Last week, Francis Maude and I hosted a networking event in Whitehall to encourage more senior women to take up roles on public boards, following a report published by the Cabinet Office. The report revealed that 37% of new public appointments made by Whitehall departments in 2012 to 2013 were women. This is the first year that the government has published its own statistics on the gender diversity of public appointments, and these figures are set against an aspiration that 50% of new public appointments be female by 2015.
I have been part of many debates on gender diversity in corporate boardrooms. Although there is a long road ahead, one small step in the right direction is that the issue is now more firmly fixed in the minds of shareholders, employers and employees. And I hope events like last week will be a catalyst for greater interest and awareness of our public boards and equal appointments to them. It's a promising start that number of women taking up public appointments is increasing across Whitehall.
Just like the private sector, public sector bodies have boards to oversee their activities and steer their future direction. And just like the private sector, promoting diversity and the appointment of women to these boards has been slow to improve. As the recent Women's Business Council report made clear, women must be at the heart of our efforts to create employment and grow our economy. This must extend to roles in public life. It's not about political correctness - it's about good business sense.
I have a particular interest in this issue as my Department sponsors 43 public bodies with more than 450 public appointments - one of the largest crops in Whitehall, overseeing sectors where Britain is truly world-leading: arts, culture, sports and heritage.
These 43 bodies receive more than of two billion pounds of Government money. They contribute around 12% of the UK's economic output and about 15% of employment - more than the financial services sector.
But these boards cannot be truly representative of their industries if they do not reflect the diversity of the communities they serve. That's why the Government is aiming to ensure that half of all new public appointments by 2015 be women. For this to happen without a divisive system of quotas, we need to be better at advertising these roles and encouraging more women to apply.
One area where I am especially keen to see progress is in the sports sector. Both Sport England and many sporting Governing Bodies will be recruiting new board members in the next 18 months and our expectation is that by 2017, at least a quarter of board members on National Governing Bodies will be female.

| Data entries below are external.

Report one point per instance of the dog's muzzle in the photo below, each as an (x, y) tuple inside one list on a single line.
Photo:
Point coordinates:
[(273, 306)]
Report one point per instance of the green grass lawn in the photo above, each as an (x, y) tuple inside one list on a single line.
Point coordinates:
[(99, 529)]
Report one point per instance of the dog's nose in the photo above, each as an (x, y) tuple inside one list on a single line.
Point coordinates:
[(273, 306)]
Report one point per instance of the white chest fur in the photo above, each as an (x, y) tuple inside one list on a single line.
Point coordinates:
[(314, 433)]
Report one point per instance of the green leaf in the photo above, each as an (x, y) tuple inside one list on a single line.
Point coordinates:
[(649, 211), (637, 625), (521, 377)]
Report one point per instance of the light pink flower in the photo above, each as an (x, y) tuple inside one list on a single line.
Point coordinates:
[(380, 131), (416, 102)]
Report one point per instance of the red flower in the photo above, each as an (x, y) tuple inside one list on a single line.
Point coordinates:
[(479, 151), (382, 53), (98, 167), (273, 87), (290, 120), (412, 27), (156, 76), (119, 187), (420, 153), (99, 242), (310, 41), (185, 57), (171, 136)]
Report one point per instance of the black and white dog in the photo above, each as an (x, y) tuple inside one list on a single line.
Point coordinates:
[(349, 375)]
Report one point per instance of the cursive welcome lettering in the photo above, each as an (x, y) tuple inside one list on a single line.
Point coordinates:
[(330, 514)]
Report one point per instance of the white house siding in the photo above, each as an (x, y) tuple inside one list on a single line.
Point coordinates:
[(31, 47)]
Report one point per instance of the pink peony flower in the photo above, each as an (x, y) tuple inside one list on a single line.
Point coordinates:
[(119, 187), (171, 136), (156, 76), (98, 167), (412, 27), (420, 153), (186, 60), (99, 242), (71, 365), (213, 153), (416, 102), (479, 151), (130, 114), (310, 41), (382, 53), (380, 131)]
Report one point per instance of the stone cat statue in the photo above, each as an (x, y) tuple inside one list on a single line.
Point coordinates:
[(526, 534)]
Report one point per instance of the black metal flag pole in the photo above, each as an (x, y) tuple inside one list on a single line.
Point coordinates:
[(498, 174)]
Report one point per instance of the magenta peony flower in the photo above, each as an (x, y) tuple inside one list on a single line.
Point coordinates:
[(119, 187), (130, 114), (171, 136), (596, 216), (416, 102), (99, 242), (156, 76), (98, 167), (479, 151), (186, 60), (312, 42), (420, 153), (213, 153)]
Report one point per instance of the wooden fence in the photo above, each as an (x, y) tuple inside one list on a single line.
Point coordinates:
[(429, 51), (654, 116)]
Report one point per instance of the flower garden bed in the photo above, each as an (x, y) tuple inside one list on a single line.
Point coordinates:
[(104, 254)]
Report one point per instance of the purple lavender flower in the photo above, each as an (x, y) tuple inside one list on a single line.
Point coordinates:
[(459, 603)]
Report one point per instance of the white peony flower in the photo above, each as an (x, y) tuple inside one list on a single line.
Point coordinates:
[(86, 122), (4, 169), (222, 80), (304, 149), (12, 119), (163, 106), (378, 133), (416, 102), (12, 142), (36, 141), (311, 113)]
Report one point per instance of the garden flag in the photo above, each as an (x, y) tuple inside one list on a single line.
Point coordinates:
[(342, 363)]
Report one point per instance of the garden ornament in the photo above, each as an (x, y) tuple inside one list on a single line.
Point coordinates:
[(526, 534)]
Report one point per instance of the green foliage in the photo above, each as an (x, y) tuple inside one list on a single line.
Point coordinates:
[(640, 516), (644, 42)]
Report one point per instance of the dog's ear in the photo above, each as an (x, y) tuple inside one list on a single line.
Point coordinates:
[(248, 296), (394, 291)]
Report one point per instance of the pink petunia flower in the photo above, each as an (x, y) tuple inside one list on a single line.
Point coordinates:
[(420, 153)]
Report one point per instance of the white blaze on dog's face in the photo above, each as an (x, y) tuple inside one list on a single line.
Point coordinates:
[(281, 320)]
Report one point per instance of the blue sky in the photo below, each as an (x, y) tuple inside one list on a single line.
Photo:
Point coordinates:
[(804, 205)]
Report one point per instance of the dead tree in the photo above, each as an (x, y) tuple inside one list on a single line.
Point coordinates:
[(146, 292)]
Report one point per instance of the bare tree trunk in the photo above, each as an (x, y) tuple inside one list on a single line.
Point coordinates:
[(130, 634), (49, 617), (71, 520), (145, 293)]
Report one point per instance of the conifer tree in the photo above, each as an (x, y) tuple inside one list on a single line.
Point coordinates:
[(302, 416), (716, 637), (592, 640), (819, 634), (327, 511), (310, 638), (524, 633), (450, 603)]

These boards want and need to attract fresh talent from outside their own sector. An interest in and understanding of sport is important - but expertise is not. So, even if you only have a limited or occasional interest in sport, I am encouraging women to think about how their skills and experience could help increase sports participation, and help develop our next generation of champions.
We are seeing progress. Women made up 38% of new appointments in my Department last year, up from 31% the previous year. But that still isn't good enough. We need a broader spectrum of candidates to put themselves forward. I am extremely pleased that the Chair of the Women's Business Council, Ruby McGregor-Smith, is now taking up a role as a Director on the Board for my Department, bringing the experience she has gained in the commercial world.
The positions on offer provide fantastic, fulfilling and high-profile opportunities to make a contribution to the country, to our public services and to our economy as well as a way to broaden skills and develop careers. I would urge women out there to put yourselves forward whatever your background - we want to hear from you.